In our April 2008 newsletter, we discussed how a drug called rapamycin, commonly prescribed to prevent organ transplant rejection, was shown to suppress seizures associated with tuberous sclerosis (TS, a condition associated with brain abnormalities similar to cortical dysplasia). Rapamycin inhibits a protein called mTor, which helps to regulate cell growth, cell proliferation, cell movement, cell survival and protein synthesis. Failure in the regulation of mTor regulation appears to play a vital role in TS.

Now, a year later, human trials using rapamycin in TS are being conducted in the US; a very promising progression. We are still awaiting the results of these.

Cortical dysplasia (CD) is the most common cause of epilepsy in children, and a high proportion of these cases are refractory to drug therapy. Although surgery is being increasingly used to treat drug-resistance in CD, there is still a lot of uncertainty in terms of outcome. Researchers are therefore keen to find new types of medication that might succeed where conventional anti-epileptic drugs (AEDs) have failed.

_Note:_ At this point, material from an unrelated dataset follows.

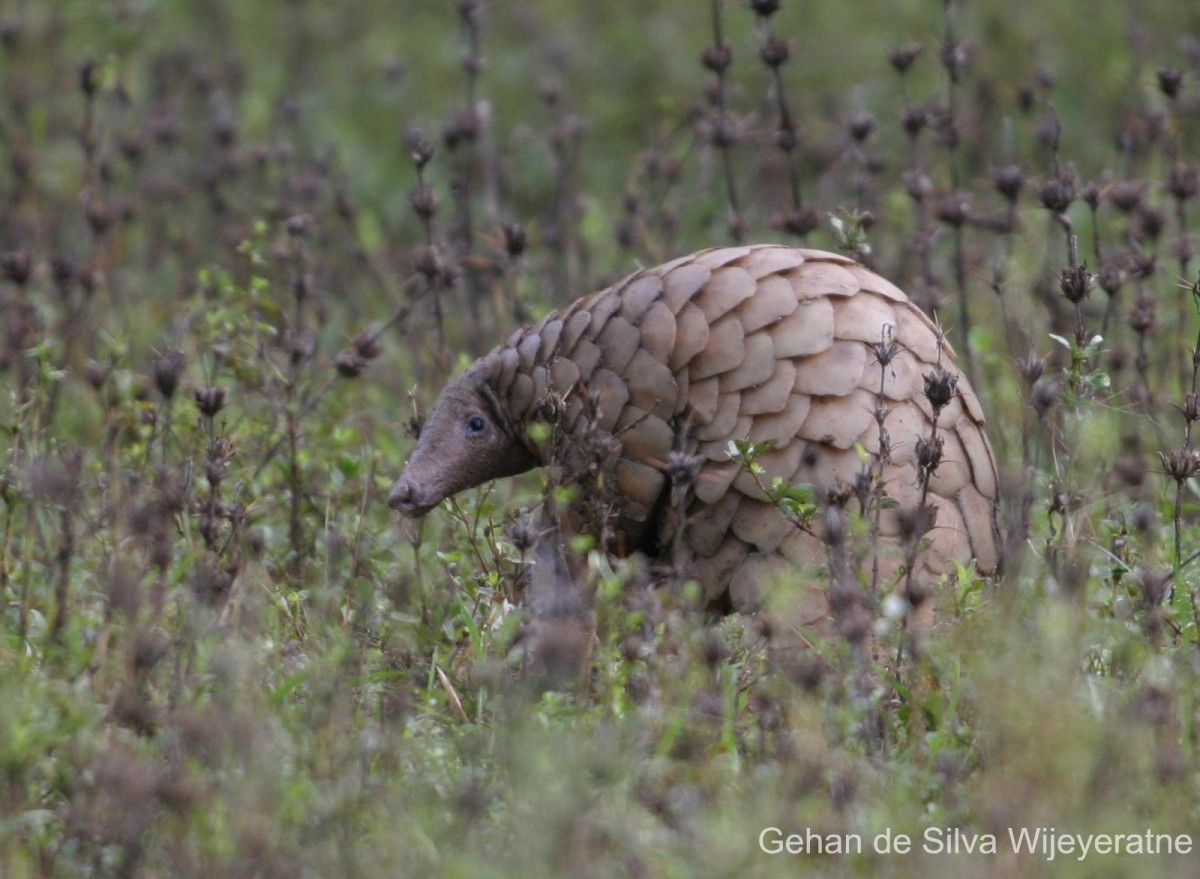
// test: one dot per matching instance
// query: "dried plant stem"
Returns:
(718, 59)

This has been a difficult task, however, because it requires an animal model that displays all of the features of CD, and until now, this has not existed.

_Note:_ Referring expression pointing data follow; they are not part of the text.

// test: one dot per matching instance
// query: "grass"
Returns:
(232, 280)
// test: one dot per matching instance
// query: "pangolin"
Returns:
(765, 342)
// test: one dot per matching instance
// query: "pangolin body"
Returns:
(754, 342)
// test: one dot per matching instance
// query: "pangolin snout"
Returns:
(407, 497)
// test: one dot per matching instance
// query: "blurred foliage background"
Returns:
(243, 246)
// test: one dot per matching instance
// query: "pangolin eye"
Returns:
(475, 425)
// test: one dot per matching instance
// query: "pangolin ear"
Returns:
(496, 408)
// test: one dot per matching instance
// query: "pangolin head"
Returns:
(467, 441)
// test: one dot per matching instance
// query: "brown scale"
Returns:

Investigators at Rutgers, the State University of New Jersey, have successfully remedied this situation. They bred mice that lacked a gene called Pten, which blocks cell growth in some neurons, causing them to display all the characteristic traits of CD: enlarged cortical neurons and abnormal EEG activity with spontaneous seizures. There was also increased mTor activity in these models.

When they administered rapamycin, the team found that the severity and duration of seizures was strongly suppressed. Dr D'Arcangelo, the project leader commented, "We demonstrated that rapamycin is a novel and effective anti-epileptic agent that suppresses seizures in our mice as well as in the TS model, and this has raised some hope for the future."

The group hopes that these results will lead to human trials of rapamycin for CD, in the same way as it has for TS. If these show the same promise, rapamycin could be developed as a possible treatment for patients with epilepsy associated with CD and similar disorders.